California's insurance market reached a significant milestone on May 11, 2026, when the California Department of Insurance approved Farmers Insurance's new homeowners rating plan under the Sustainable Insurance Strategy, alongside a separate auto insurance rating plan set to take effect July 1, 2026. The approvals make Farmers the ninth major insurer group to operate under Commissioner Ricardo Lara's market reform framework, which the CDI has been building since 2023.

The dual approval signals a shift in how California's largest carriers approach the state's challenging risk landscape. By aligning both home and auto products under the SIS framework, Farmers can now incorporate catastrophe modeling data and California-specific reinsurance costs into its pricing, two tools previously unavailable under Proposition 103's prior-approval rules.

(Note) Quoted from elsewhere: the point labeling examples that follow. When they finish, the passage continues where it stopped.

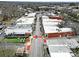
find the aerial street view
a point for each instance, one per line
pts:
(39, 29)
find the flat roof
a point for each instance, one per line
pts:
(71, 42)
(54, 29)
(25, 20)
(52, 20)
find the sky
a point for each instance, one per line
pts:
(44, 0)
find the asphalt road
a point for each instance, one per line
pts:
(37, 45)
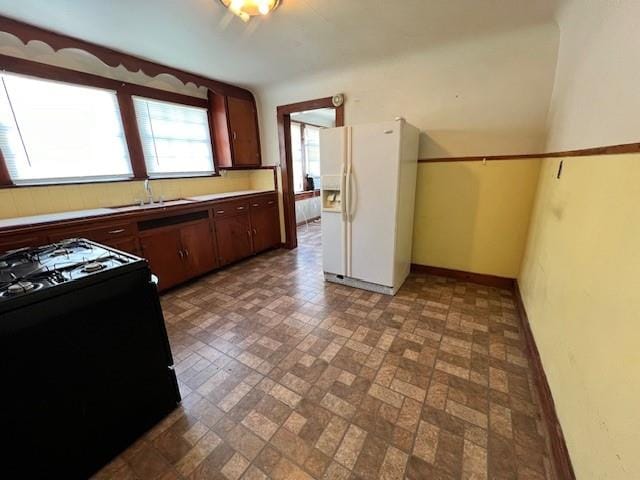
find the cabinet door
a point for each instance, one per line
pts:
(244, 132)
(265, 228)
(198, 247)
(163, 250)
(234, 238)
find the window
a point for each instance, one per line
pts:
(58, 132)
(175, 138)
(297, 157)
(305, 145)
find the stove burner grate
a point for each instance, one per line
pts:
(20, 287)
(93, 267)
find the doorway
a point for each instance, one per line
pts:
(299, 125)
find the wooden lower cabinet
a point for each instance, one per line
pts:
(233, 235)
(198, 246)
(265, 228)
(162, 248)
(179, 252)
(178, 246)
(128, 245)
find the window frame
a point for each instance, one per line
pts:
(125, 92)
(305, 164)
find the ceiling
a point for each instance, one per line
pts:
(302, 37)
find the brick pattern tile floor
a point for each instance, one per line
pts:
(286, 377)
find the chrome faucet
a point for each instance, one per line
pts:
(147, 189)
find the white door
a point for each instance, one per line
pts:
(332, 164)
(373, 195)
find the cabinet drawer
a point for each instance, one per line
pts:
(263, 201)
(229, 209)
(97, 234)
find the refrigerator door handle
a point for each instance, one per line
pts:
(343, 187)
(353, 195)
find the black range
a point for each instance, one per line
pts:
(85, 361)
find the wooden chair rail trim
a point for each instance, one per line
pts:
(307, 194)
(624, 148)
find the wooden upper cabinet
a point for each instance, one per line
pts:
(235, 131)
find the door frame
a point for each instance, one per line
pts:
(283, 114)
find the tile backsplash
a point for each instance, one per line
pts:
(25, 201)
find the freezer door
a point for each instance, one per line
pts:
(332, 167)
(372, 186)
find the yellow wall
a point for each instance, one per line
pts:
(23, 201)
(580, 283)
(474, 217)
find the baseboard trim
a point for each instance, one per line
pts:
(481, 278)
(559, 451)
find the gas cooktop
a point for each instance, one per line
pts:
(29, 270)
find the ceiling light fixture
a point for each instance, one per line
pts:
(245, 9)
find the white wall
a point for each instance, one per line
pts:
(486, 95)
(596, 97)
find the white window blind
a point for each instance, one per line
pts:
(175, 138)
(53, 132)
(297, 157)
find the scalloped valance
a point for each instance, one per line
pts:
(113, 58)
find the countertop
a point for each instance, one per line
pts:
(35, 220)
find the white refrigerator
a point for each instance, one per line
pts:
(368, 194)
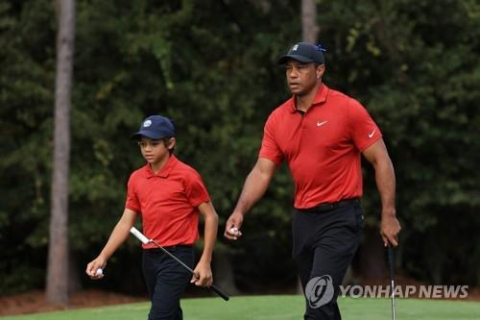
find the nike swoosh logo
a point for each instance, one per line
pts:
(321, 123)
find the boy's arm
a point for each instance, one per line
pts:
(119, 234)
(203, 272)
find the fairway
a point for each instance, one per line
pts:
(276, 308)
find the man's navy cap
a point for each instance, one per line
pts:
(304, 52)
(155, 127)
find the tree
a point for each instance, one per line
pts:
(58, 262)
(310, 28)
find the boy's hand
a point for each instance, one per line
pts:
(232, 227)
(94, 266)
(202, 276)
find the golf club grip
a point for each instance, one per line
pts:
(219, 292)
(391, 261)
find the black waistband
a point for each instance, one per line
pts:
(324, 207)
(168, 248)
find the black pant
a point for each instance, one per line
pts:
(166, 280)
(324, 244)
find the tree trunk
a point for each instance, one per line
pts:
(309, 21)
(57, 269)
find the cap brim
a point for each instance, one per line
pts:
(287, 57)
(147, 134)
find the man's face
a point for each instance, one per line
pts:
(302, 77)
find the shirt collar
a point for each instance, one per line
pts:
(320, 97)
(165, 171)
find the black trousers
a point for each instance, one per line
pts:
(166, 280)
(324, 243)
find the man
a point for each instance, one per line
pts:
(321, 134)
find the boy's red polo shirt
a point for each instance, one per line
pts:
(322, 146)
(168, 202)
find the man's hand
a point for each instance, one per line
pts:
(202, 275)
(389, 229)
(92, 267)
(232, 227)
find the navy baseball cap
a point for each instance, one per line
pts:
(155, 127)
(304, 52)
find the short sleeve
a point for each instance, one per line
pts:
(195, 190)
(364, 131)
(132, 202)
(270, 148)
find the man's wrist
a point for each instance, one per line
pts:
(389, 212)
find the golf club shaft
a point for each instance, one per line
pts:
(391, 267)
(145, 240)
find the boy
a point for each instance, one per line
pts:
(168, 195)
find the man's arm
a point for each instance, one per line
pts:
(254, 188)
(203, 272)
(119, 234)
(377, 155)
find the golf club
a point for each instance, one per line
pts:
(145, 240)
(391, 267)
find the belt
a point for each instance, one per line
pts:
(168, 248)
(329, 206)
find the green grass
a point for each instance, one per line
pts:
(276, 308)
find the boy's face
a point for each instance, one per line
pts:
(155, 151)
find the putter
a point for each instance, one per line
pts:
(391, 267)
(145, 240)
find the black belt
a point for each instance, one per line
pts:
(169, 248)
(324, 207)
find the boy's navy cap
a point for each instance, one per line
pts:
(155, 127)
(304, 52)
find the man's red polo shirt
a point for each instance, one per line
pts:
(322, 146)
(168, 202)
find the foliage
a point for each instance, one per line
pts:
(211, 66)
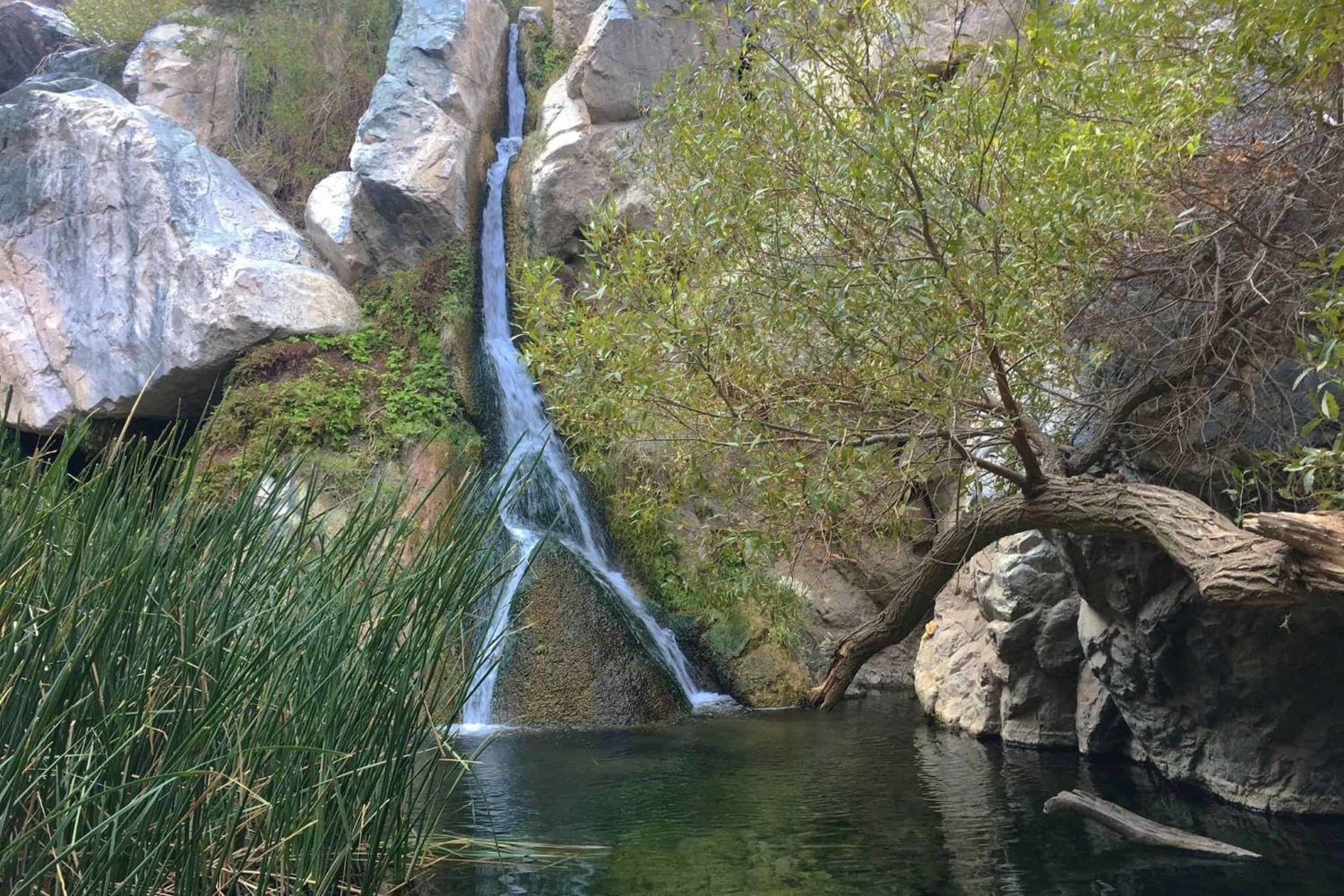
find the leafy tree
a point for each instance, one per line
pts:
(921, 287)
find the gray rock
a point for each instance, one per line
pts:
(591, 121)
(419, 152)
(624, 56)
(191, 74)
(29, 34)
(96, 64)
(132, 257)
(1241, 702)
(328, 220)
(580, 166)
(1002, 656)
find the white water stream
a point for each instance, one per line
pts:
(545, 495)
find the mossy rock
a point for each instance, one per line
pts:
(574, 659)
(768, 676)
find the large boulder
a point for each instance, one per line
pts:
(1002, 654)
(1238, 700)
(591, 121)
(421, 148)
(29, 34)
(575, 657)
(134, 258)
(190, 73)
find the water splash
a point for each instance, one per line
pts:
(545, 495)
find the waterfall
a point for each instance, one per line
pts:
(545, 495)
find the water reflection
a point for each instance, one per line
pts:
(868, 799)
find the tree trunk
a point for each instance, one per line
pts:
(1228, 564)
(1139, 829)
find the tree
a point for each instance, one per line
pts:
(894, 271)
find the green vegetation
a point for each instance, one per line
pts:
(120, 21)
(873, 277)
(542, 64)
(225, 694)
(309, 67)
(358, 400)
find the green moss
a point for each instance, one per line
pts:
(542, 62)
(722, 576)
(349, 402)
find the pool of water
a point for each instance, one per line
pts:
(870, 798)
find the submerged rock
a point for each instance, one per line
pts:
(29, 34)
(134, 258)
(575, 657)
(191, 74)
(421, 148)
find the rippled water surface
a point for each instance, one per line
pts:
(866, 799)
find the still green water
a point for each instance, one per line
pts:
(870, 798)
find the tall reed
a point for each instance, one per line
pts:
(223, 694)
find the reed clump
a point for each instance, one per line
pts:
(223, 694)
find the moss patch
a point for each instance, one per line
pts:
(575, 659)
(349, 402)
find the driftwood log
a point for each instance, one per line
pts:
(1139, 829)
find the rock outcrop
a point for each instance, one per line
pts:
(1236, 700)
(591, 121)
(29, 34)
(193, 75)
(421, 148)
(1002, 654)
(134, 258)
(575, 657)
(1107, 646)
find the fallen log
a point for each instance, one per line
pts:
(1139, 829)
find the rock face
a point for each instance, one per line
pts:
(29, 34)
(419, 152)
(1002, 654)
(1238, 700)
(132, 257)
(1107, 646)
(330, 220)
(575, 657)
(199, 90)
(590, 120)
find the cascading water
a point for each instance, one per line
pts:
(547, 495)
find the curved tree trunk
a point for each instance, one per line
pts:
(1226, 563)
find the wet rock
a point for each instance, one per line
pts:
(421, 148)
(190, 73)
(330, 222)
(29, 34)
(752, 668)
(575, 657)
(132, 257)
(1236, 700)
(1002, 654)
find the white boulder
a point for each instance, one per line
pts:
(191, 74)
(418, 156)
(134, 260)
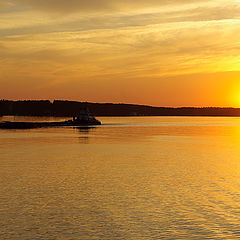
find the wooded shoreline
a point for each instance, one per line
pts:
(71, 108)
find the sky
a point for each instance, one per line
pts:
(155, 52)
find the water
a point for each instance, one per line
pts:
(131, 178)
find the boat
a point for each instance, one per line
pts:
(82, 119)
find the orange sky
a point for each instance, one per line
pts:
(155, 52)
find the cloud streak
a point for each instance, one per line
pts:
(99, 5)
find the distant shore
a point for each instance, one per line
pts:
(70, 108)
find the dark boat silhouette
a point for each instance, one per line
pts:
(82, 119)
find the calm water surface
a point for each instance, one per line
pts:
(131, 178)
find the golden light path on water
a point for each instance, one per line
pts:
(131, 178)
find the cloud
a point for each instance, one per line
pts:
(5, 5)
(98, 5)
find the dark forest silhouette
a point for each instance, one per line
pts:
(71, 108)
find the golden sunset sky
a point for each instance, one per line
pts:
(154, 52)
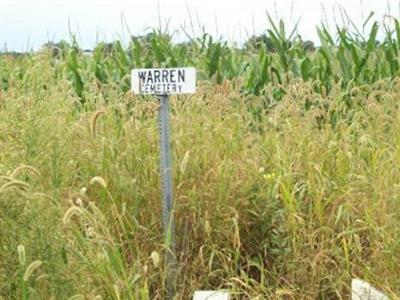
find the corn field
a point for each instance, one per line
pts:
(286, 167)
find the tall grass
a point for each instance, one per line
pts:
(285, 170)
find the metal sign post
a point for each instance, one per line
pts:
(167, 200)
(163, 82)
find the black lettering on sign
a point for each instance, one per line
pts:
(181, 75)
(172, 76)
(149, 77)
(142, 76)
(157, 76)
(165, 75)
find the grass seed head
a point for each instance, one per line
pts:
(31, 268)
(98, 180)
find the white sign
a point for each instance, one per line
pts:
(164, 81)
(211, 295)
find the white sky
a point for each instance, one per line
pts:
(26, 24)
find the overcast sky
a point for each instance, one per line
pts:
(27, 24)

Auto Rating Plan Goes Live July 1

Farmers' new auto insurance rating plan takes effect July 1, 2026, for both new and existing policyholders. The company says the plan carries robust discounts and improved coverage options, with the full discount schedule communicated to customers through direct notices and agent consultations before the effective date.

The auto plan uses the same SIS principles governing the homeowners approval: forward-looking risk data, updated actuarial assumptions, and transparent filing processes designed to allow faster regulatory review. For California drivers, the practical effect is that Farmers will price risk using current cost data rather than historical baselines that no longer reflect the state's elevated repair and claims environment.

The 22% Bundle Discount Explained

One of the most consumer-visible elements of the May 11 approval is the increase in the home-and-auto package discount, which rises from 15% to 22% for customers who carry both policies with Farmers. That 7-percentage-point increase applies to both new policies and existing bundled accounts. The company expects most bundled customers to see net rate reductions despite a 1.5% average increase on the homeowners side.

Behram Dinshaw, Farmers' president of personal lines, said the company "continues to see encouraging signs that the California insurance marketplace is strengthening" and called the expanded discount part of a broader effort to give consumers multiple ways to manage their total insurance cost.

The bundle discount takes full effect when the homeowners plan launches September 15, 2026.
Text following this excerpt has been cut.